Fix/array type ip binary#5516

Open
vinaykpud wants to merge 2 commits into
opensearch-project:mainfrom
vinaykpud:fix/array_type_ip_binary
Open

Fix/array type ip binary#5516
vinaykpud wants to merge 2 commits into
opensearch-project:mainfrom
vinaykpud:fix/array_type_ip_binary

Conversation

@vinaykpud
Copy link
Copy Markdown
Contributor

@vinaykpud vinaykpud commented Jun 4, 2026

Description

Companion fix for the LIST nullability change in opensearch-project/OpenSearch#21997. After that fix, stats list(<field>) returns HTTP 200 for 10 of 12 element types — but list(ip_value) and list(binary_value) still fail with HTTP 400 ExpressionEvaluationException: unsupported object class [B. This PR fixes those two.

Root cause

Two layers, each correct in isolation:

  1. PPLBuiltinOperators.LIST was registered with return type PPLReturnTypes.STRING_ARRAY, which always returns ARRAY<VARCHAR> regardless of input element type — type information is lost.
  2. The UDT-aware response-boundary dispatch from Added UDT for IP and Binary support #5463 (AnalyticsExecutionEngine.toExprValue) checks type instanceof IpType / BinaryType per cell.

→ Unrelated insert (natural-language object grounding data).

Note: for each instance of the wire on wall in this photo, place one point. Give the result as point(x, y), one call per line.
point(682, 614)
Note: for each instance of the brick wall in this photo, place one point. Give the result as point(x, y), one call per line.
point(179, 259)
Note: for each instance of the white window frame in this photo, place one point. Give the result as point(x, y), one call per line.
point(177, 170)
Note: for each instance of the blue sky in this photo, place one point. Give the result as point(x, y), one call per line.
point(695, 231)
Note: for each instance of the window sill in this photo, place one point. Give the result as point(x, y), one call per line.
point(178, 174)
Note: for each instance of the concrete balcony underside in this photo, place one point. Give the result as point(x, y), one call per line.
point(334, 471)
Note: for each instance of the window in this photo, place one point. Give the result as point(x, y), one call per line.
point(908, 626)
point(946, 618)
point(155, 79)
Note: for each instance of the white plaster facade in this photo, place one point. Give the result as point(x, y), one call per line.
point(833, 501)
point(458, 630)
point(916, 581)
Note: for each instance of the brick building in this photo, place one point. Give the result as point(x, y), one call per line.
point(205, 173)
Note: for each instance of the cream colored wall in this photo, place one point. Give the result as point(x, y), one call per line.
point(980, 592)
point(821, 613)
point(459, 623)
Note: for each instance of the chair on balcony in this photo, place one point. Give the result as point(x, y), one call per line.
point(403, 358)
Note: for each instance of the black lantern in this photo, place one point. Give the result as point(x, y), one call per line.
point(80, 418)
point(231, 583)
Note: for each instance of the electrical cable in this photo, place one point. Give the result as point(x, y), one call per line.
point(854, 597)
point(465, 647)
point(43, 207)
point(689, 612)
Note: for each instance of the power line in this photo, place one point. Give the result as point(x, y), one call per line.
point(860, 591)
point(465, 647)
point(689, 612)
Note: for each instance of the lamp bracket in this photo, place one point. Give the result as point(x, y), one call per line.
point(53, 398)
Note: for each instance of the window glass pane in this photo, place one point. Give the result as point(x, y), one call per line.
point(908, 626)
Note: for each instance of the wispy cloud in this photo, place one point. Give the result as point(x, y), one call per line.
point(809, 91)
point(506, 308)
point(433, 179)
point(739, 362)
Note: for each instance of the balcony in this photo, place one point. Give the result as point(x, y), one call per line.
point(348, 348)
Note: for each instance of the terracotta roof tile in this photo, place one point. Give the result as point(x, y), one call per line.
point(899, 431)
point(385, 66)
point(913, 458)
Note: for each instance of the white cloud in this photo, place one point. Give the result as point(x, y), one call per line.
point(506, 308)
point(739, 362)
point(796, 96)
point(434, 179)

With the column type collapsed to ARRAY<VARCHAR> it never matches, so per-element byte[] values fall through to ExprValueUtils.fromObjectValue, which has no byte[] case and throws.

Fix

Two small changes:

  1. PPLBuiltinOperators.LIST: switch return-type inference from STRING_ARRAY to ARG0_ARRAY, so the column type at the response boundary becomes ARRAY<IpType> / ARRAY<BinaryType> (matching the existing TAKE registration).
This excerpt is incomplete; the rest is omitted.